Morta la leggenda della boxe

La boxe perde una leggenda

Si è spento a 66 anni Marvin Hagler, leggenda della boxe, nella categoria dei pesi medi.

è stato uno dei più grandi pesi medi di tutti i tempi. indimenticabili le sue battaglie, con Vito Antuofermo, Thomas Hearns, Sugar Ray Leonard

il soprannome lo descriveva alla perfezione: ‘The Marvelous’, ‘Il Meraviglioso’. Meravigliosa era la sua tecnica, meravigliosa era la sua forza di carattere sul ring, la capacità di tenere duro per arrivare ai vertici anche nei momenti di difficoltà. Mancino, potente. La boxe ce l’aveva nel sangue, probabilmente da quando, all’età di 13 anni, si trasferì con la famiglia a Brockton, città nota per aver dato i natali al grandissimo Rocky Marciano.

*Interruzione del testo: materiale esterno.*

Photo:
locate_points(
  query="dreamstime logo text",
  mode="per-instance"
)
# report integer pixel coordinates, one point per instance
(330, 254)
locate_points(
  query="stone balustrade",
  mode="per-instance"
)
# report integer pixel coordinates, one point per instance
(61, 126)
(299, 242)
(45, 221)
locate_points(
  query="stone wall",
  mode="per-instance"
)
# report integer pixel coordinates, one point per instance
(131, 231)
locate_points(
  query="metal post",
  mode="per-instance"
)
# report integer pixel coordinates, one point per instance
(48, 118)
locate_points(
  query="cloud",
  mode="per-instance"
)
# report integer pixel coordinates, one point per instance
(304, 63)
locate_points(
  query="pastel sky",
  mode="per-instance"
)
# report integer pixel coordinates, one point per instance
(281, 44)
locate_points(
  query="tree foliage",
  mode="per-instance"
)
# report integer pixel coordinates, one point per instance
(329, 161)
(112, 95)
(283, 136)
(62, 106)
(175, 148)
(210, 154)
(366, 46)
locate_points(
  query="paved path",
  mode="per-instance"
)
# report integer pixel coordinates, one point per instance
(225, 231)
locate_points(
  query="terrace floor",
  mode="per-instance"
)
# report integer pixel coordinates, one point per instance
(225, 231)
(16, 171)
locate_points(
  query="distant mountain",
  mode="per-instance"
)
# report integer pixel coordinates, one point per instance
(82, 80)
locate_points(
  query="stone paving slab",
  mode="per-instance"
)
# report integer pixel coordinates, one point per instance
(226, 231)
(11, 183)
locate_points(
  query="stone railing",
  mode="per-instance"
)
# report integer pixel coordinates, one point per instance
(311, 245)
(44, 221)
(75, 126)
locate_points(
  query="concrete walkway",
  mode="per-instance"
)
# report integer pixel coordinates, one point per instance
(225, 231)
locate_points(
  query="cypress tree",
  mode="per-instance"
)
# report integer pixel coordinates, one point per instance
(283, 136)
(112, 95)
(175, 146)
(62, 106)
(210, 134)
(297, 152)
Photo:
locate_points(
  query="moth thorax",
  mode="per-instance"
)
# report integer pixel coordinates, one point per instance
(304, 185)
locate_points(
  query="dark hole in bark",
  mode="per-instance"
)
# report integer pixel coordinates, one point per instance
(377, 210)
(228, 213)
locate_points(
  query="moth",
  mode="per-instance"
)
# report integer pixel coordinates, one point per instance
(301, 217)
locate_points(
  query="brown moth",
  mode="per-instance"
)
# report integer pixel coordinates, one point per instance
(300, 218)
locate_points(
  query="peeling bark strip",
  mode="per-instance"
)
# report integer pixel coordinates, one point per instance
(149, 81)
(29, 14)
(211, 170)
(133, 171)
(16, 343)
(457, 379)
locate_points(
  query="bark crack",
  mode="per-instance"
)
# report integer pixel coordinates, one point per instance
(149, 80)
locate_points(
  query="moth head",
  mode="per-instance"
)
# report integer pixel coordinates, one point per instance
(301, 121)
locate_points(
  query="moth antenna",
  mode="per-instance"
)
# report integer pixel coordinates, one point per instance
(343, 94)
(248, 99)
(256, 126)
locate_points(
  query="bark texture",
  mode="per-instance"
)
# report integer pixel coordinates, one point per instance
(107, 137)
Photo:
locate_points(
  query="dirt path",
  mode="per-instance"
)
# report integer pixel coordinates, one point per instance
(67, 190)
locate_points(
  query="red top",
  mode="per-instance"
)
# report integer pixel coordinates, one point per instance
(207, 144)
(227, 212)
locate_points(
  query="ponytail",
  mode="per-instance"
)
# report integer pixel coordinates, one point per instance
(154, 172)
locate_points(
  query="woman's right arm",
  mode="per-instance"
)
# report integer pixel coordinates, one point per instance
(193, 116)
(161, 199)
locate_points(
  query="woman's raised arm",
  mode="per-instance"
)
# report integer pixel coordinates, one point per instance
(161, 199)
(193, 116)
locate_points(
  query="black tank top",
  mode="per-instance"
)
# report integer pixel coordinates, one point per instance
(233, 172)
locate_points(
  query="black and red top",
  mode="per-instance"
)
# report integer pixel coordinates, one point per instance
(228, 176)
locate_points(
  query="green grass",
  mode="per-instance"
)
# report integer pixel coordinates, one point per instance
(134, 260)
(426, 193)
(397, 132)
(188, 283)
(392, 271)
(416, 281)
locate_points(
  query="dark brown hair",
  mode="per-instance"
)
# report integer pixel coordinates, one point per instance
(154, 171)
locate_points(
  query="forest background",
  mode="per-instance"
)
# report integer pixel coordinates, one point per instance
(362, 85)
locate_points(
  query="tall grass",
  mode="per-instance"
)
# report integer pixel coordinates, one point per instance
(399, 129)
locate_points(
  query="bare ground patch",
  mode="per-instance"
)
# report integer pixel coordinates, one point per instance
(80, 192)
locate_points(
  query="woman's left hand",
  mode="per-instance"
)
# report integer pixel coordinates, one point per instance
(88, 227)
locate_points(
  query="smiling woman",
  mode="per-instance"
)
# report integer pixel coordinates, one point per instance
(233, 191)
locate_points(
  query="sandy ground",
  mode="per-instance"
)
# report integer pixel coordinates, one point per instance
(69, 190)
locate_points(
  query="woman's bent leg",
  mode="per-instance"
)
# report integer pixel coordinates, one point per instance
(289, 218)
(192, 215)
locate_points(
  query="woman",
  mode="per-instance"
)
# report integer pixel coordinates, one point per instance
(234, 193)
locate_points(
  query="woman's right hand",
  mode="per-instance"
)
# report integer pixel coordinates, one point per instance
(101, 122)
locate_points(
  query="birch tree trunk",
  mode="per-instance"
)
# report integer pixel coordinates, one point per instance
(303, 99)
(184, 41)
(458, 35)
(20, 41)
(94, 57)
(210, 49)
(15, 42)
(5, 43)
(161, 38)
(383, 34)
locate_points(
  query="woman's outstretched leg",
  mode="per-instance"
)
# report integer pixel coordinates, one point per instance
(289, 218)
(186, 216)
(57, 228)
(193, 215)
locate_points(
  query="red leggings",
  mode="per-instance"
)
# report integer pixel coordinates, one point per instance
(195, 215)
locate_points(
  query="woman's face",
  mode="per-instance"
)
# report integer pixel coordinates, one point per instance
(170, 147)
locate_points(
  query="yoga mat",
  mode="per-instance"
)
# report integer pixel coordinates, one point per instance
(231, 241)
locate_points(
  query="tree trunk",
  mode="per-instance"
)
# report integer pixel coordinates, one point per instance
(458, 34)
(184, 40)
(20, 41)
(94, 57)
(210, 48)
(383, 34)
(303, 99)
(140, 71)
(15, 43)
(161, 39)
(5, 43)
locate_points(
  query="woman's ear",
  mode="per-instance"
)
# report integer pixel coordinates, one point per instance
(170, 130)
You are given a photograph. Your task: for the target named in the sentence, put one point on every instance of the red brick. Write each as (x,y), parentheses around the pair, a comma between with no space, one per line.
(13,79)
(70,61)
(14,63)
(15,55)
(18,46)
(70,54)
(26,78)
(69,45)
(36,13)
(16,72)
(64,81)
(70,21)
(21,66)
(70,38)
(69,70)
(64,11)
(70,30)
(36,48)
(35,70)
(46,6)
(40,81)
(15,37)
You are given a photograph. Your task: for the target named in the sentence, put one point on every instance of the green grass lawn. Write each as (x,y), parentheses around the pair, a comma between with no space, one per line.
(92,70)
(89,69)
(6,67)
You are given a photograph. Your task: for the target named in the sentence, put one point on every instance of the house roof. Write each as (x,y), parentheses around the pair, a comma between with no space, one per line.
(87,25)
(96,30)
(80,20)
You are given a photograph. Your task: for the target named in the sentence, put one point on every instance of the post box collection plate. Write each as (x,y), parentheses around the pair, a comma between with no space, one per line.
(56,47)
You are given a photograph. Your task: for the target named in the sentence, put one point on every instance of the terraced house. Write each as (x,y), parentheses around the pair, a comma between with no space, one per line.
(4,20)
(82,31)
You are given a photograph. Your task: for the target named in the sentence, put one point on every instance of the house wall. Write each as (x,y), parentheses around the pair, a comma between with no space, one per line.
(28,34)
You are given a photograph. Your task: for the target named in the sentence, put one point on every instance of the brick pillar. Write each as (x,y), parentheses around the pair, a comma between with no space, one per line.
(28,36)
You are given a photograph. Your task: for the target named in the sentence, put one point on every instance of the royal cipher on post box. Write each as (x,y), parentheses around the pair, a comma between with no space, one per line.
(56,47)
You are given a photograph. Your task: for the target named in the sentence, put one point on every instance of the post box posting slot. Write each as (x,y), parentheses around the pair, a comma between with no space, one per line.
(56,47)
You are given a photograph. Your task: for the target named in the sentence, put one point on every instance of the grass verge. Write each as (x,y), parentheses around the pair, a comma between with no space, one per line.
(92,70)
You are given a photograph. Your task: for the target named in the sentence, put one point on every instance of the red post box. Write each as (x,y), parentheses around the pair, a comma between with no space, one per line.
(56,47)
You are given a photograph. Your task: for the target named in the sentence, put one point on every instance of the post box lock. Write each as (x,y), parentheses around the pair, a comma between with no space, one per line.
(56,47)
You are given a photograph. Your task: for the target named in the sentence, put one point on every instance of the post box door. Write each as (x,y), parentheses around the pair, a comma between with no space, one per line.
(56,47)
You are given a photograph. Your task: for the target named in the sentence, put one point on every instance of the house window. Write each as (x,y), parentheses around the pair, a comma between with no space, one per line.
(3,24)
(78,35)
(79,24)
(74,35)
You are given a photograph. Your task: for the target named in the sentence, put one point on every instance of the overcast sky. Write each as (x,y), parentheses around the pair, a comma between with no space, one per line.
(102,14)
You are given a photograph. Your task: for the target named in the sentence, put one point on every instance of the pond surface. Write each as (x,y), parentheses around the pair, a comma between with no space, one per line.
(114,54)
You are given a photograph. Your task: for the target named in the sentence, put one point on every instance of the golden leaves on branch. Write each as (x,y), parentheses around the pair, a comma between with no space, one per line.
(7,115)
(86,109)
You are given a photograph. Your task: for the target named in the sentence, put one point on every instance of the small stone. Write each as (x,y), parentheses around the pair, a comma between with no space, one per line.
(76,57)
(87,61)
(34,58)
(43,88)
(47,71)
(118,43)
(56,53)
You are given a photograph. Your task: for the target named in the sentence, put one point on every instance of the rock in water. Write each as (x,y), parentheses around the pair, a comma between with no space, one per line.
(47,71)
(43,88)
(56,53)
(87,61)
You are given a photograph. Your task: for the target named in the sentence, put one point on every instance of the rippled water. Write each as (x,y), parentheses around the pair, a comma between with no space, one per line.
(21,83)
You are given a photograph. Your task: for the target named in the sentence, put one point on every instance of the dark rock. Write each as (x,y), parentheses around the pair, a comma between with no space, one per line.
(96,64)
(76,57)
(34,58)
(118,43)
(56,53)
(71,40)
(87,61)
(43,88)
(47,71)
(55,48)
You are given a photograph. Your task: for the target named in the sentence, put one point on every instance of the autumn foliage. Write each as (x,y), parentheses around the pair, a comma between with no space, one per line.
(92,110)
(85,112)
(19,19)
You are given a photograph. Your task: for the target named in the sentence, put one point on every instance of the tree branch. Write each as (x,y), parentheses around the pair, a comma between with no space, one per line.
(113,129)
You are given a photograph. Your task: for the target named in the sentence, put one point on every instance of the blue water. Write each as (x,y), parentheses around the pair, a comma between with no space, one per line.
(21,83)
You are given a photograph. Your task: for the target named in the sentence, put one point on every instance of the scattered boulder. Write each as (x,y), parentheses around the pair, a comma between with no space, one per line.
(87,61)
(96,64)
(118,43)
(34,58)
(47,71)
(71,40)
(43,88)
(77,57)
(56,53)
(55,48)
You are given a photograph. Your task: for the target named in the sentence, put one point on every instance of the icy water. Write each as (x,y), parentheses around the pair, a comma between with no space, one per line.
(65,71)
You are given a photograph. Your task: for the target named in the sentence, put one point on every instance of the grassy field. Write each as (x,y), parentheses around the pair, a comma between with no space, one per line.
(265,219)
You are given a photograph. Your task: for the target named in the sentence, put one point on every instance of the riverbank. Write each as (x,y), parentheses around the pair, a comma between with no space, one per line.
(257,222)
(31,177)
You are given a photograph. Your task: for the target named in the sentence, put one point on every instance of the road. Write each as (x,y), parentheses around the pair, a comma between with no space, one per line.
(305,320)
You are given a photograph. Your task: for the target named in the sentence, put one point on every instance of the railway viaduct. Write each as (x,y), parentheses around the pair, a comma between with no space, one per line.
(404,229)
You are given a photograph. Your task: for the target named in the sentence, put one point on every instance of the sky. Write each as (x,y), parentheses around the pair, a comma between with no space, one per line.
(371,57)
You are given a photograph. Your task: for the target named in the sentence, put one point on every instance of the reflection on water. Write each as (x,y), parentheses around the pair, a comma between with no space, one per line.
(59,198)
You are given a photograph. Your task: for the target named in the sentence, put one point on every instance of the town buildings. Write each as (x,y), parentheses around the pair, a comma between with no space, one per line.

Come nelle storie più belle, una gavetta interminabile, dovette aspettare ben 6 anni e 49 incontri per battersi per il titolo mondiale. Un’attesa incredibile, soprattutto se paragonata a quella di qualche pugile attuale che, anche per il proliferare delle sigle, ha la grande chance dopo pochi match. Quella chance Hagler la ottenne per il 30 novembre 1979, una data che lo scolpì nella memoria degli appassionati italiani. Contro Vito Antuofermo, nato a Palo del Colle emigrato negli Stati Uniti, fu una battaglia selvaggia. Dopo 15 riprese Hagler l’aveva spuntata, ma un finale commovente di Antuofermo, ridotto ad una maschera di sangue (ricordiamo che Antuofermo aveva le sopracciglia “delicate” tendeva molto al sanguinamento, tant’è che risulta il pugile con il record di punti al volto nella sua carriera, ben 359 punti) convinse i giudici a dare il match pari, lasciando il titolo nelle mani dell’italiano che ne era detentore.

Il titolo

Ma l’appuntamento fu solo rinviato. Hagler quella corona se la prese di forza nel 1980 alla Wembley Arena di Londra, quando distrusse un inglese dagli occhi di ghiaccio, Alan Minter, che due anni prima con i suoi colpi aveva causato la morte del pugile di Tarquinia Angelo Jacopucci. In una notte intrisa di razzismo, molti aderenti al National Front, vedendo il loro pugile distrutto in tre round, scatenarono l’inferno lanciando sul ring qualunque cosa capitasse tra le loro mani

Ma ormai il titolo era di Hagler. Ci mise tanto a prenderselo, ma una volta compiuta la missione se lo tenne a lungo, senza mai tirarsi indietro di fronte a nessuno. Sette anni di regno e dodici difese. Affrontò tutti i migliori, da Roberto Duran a Thomas Hearns a John Mugabi

Fino allo spettacolare ma controverso ultimo match, contro Ray Sugar Leonard. Quando i giudici diederò il verdetto a Leonard, si sentì defraudato e disse basta. Smise di boxare.

Amava l’Italia. Si era trasferito a Milano, aveva anche tentato la carriera cinematografica (il ruolo più conosciuto in un film di medio successo dal titolo Indio), la moglie era napoletana e lui si era persino appassionato al calcio: simpatizzava per la Sampdoria. L’Italia amava lui. Come quando nell’ottobre del 1982 difese il titolo contro Fulgencio Obelmeijas al Teatro Ariston di Sanremo, un prodigio organizzativo di Rodolfo Sabbatini, il promoter romano che aveva stretto una collaborazione con uno dei grandi della boxe americana, Bob Arum. Il match iniziò alle 4 del mattino per permetterne la trasmissione in prima serata negli Stati Uniti, ma questo non scoraggiò nè il pubblico televisivo, nè tanto meno la folla che gremì il tempio della canzone. Hagler, mancino ma straordinariamente completo, quel match lo vinse alla quinta ripresa con un gancio destro.